4) I'm using XP home. Would going to XP pro increase performance or stability?

Thanks a bunch!
-
Chris
 
1.) I think most people recommend 16K or 32K for home use.

2.) Yes, performance will increase with each drive you add to a RAID 0, but at a certain point it will become negligible.

3.) The distortions and glitches you're getting, commonly known as artifacting, is a sure sign that your videocard is overclocked too high, especially if you don't get them when your card is not overclocked. Just remember that overclocking is never guaranteed, and it's possible that your 9800Pro won't overclock at all. How high were you pushing it?

4.) XP Pro is essentially the same thing as XP Home with some extra features that most home users don't need (e.g. SMP support, networking stuff, etc.) You're not going to get an increase in performance or stability by switching from one to the other.
 
Note though with RAID 0 the chance for losing all data increases with every drive that you add, since one drive failing destroys all files. The chance of failure isn't quite double, triple, etc. but it is close to that. There are a set of Frequently Asked Questions docs on the main AT site that includes a RAID FAQ.
 
Performance on a standard RAID controller won't necessarily go up by adding drives. This is due to the limitations of the ATA standard. Only one drive can be active and transferring data to or from the controller at a time, per channel. So two drives on the same cable are limited by this; only one drive can be active at once, so they have to switch back and forth. Effectively the throughput is then limited to the speed of a single drive, so in a RAID array with 4 drives, 2 per cable, the throughput is still only that of 2 drives. However there is some performance increase because the controller can send commands to both drives at the same time, it's only the actual data transfer that is limited.

Some controllers like the Promise TX4000 use 4 separate channels, rather than 2 channels supporting 2 devices each, so that all four drives can be active at once. But most controllers don't do that, as it is expensive to implement.

http://www.xbitlabs.com/articles/storage/display/promise-tx2000.html

As you can see in that article, performance varies greatly depending on what actual operations are being done. Unfortunately they don't come up with much of a "conclusion" as to how to set things up and how it affects normal non-benchmarking usage.
 
If you re-load the same levels a lot (like maps that go in a cycle, or lots of saves & restores) then it would probably be smart to pick up as much RAM as you can afford. WinXP will use it to cache data that you've used, including maps, for quick re-use later. And RAM is much faster than even RAID0. So the second time loading a map should be quick. How much RAM do you have presently, and what's your system like?

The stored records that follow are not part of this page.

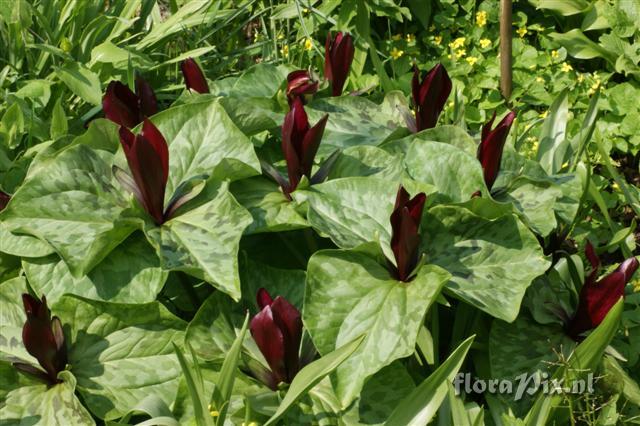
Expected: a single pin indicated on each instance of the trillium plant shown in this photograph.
(311, 237)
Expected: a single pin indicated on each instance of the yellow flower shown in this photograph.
(457, 43)
(308, 44)
(481, 18)
(395, 53)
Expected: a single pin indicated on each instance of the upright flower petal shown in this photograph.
(146, 97)
(193, 76)
(430, 95)
(120, 105)
(598, 297)
(148, 158)
(338, 56)
(43, 337)
(405, 240)
(492, 145)
(300, 84)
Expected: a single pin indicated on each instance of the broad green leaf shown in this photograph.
(534, 200)
(420, 407)
(363, 297)
(120, 353)
(492, 260)
(582, 361)
(553, 143)
(40, 404)
(204, 241)
(456, 174)
(22, 245)
(581, 47)
(70, 203)
(313, 373)
(129, 274)
(204, 141)
(269, 207)
(354, 121)
(81, 81)
(366, 161)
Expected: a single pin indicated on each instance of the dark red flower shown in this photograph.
(277, 330)
(193, 76)
(491, 146)
(126, 108)
(338, 55)
(301, 85)
(430, 95)
(148, 158)
(4, 200)
(405, 240)
(598, 297)
(44, 340)
(300, 143)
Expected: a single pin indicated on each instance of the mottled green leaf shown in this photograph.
(129, 274)
(71, 204)
(348, 294)
(204, 241)
(120, 353)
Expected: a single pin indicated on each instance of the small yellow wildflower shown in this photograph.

Welcome to the Forums, by the way 😎
 
Wow, thanks for the response guys. This is some good information.

Shooters, RE answer 1: Should I go through the trouble of re-creating the array to go down to 16 or 32? What difference would I see? Is there a harm in staying at 64K? Thanks!

Shooters, RE answer 3: Just increasing the core/memory a little bit would cause glitches to appear. The higher I went the more distortion. 400mhz core and 350mhz memory would cause glitches also. I figured this antec cyclone fan would enable me to overclock at least 5%.

Dave: I will read that FAQ soon, thanks.

Evermore: Thanks for additional info on that. I'll probably just stick with the two drives, one for each ide channel.

mechBgon: Thanks for welcome! As to your question, I'm just now putting this together and the extra ram is the last thing I need to get, but here are the specs:

Motherboard: Asus P4P800 Deluxe
CPU: P4 2.8ghz 800FSB OC'd to 3.06
Memory: OCZ 256MB PC3200
HDD (2x): Maxtor 80GIG 7200RPM 8MB cache
Video: Radeon 9800 Pro
Sound: SB Audigy 1

I am planning on getting another OCZ 256Meg to goto 512...but would it be worth it to goto 1gig ram? Would I see a difference in load times between 512 and 1gig?

Thanks again guys!
 
Totally go to 1Gb of RAM, yeah. 2 x 512Mb. I would be avoiding OCZ and go with Corsair XMS. If you want to maximize your OCability, Corsair has just coughed up modules particularly aimed at the Springdale & Canterwood boards, TwinX 3700. Probably pricey, I haven't priced it out yet. Ok, well now I have... $320 for 1Gb (2 matched 512's).